In [1]:
# TODO: The math formulas vs the authors implementation of support vector machines is
#  not clear. If interested, spend some more time on this in next iteration.

# TODO: In some cases, once the support vector is computed here in my code, some datapoints are
#  not within the margin. It might be that there is some little difference between
#  how the support vector is computed and how the top and lower boundaries are
#  computed in my plotting function. It usually happens when the two classes merge 
#  a lot together in soft margin classification. This should be investigated. 
#    --> I checked that with LLMs and seems that this behavior is normal, when there are some outliers.

## Decision function
The decision function for a support vector classifier (SVC) can be derived from the linear equation that defines the 
hyperplane separating the two classes in the feature space. For a linear SVC, the decision function is given by:

$f(\mathbf{x}) = \mathbf{w}^T \mathbf{x} + b$

Here:

- $\mathbf{w}$ is the weight vector (coefficients) of the hyperplane.
- $\mathbf{x}$ is the input feature vector.
- $b$ is the bias term (intercept).

The decision function outputs a real-valued number, which is the distance of the point $\mathbf{x}$ from the hyperplane. The sign of the decision function determines the class label:

- If $f(\mathbf{x}) > 0$, the point is classified as belonging to the positive class.
- If $f(\mathbf{x}) < 0$, the point is classified as belonging to the negative class.
- If $f(\mathbf{x}) = 0$, the point lies exactly on the decision boundary (hyperplane).

## Label transformation
In Support Vector Classifiers (SVC), the labels of the classes are typically transformed to -1 and 1 to simplify the optimization problem.

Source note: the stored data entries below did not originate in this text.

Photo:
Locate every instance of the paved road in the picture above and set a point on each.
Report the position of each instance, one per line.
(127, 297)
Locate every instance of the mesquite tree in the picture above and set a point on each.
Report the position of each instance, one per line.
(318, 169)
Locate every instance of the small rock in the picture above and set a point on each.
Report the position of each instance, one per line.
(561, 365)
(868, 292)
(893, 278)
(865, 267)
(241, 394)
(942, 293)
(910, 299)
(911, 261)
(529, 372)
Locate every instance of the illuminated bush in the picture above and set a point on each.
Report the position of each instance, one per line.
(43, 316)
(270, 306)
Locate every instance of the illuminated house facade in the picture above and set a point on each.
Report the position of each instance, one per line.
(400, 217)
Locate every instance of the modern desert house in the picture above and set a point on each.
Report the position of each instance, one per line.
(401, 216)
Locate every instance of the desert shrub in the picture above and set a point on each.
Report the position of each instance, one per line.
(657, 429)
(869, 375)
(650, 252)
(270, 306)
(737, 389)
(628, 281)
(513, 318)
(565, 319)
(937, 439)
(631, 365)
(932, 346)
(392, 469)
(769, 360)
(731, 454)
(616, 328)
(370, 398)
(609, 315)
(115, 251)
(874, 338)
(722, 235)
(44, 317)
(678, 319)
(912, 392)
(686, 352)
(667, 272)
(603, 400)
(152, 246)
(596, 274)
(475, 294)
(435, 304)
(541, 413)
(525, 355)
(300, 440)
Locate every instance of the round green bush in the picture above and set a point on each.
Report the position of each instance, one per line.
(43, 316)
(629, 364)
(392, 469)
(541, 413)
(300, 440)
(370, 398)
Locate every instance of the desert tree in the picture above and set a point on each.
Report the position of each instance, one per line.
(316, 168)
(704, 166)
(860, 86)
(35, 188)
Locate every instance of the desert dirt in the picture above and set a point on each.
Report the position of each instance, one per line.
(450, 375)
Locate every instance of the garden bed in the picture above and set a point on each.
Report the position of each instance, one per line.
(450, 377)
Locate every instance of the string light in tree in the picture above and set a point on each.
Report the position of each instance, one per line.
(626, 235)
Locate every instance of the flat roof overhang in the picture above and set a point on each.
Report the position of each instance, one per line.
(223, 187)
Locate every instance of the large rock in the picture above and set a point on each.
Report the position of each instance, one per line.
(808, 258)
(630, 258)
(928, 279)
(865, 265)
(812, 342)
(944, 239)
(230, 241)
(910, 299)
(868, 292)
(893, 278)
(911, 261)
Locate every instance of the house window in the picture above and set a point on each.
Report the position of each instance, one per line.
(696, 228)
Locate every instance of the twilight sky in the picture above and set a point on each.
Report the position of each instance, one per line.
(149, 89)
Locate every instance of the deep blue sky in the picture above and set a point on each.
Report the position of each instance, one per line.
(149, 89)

This transformation is particularly useful because it allows the classifier to express the decision boundary in a standardized way, leveraging the mathematical properties of these binary labels.

### Transformation Formula

Assume you have a dataset with binary class labels, typically denoted as 0 and 1. To transform these labels into -1 and 1 for use in a Support Vector Classifier, you can use the following formula:

$
y' = 2y - 1
$

Where:
- $y$ is the original label, either 0 or 1.
- $y'$ is the transformed label, either -1 or 1.

### Example

If $y = 0$:
$
y' = 2(0) - 1 = -1
$

If $y = 1$:
$
y' = 2(1) - 1 = 1
$

### Why This Transformation?

The transformation to -1 and 1 is advantageous in the context of SVC because:

1. **Simplifies the Optimization Problem**: The optimization problem in SVMs involves maximizing the margin between the classes. With labels -1 and 1, the margin can be directly related to the distance from the decision boundary, which is expressed as $f(\mathbf{x}) = \mathbf{w}^T \mathbf{x} + b$. This simplifies the constraints to $y' \cdot f(\mathbf{x}) \geq 1$.

2. **Mathematical Properties**: The transformation leverages the algebraic properties of these labels in dot products and other operations during the optimization process, leading to more straightforward and efficient computations.

This transformation is standard practice in the implementation of binary SVMs. For multi-class SVMs, similar principles apply, but the transformation and decision process involve handling multiple binary classifiers.

## Margin
In classification task, you compute support vectors which are basically a datapoints within the margin. Your aim is to
have the widest possible margin and at the same time have as few support vectors as possible. 
The computation of parameters is done only using the support vectors. Data points that are not support vectors are not used in the computation.

In soft margin classification some datapoints are allowed to be within the margin and misclassified.
  
In hard margin classification the aim is to have only datapoints exactly on the edges of the margin.
Only linearly separable data can be used in hard margin classification.

In regression task the objective is the opposite. You want to fit as many datapoints as possible into the margin. 
This time however, the datapoints that are not within the margin are support vectors. 

## Performance
SVM scale poorly with huge datasets. It makes sense to use them for small to medium datasets.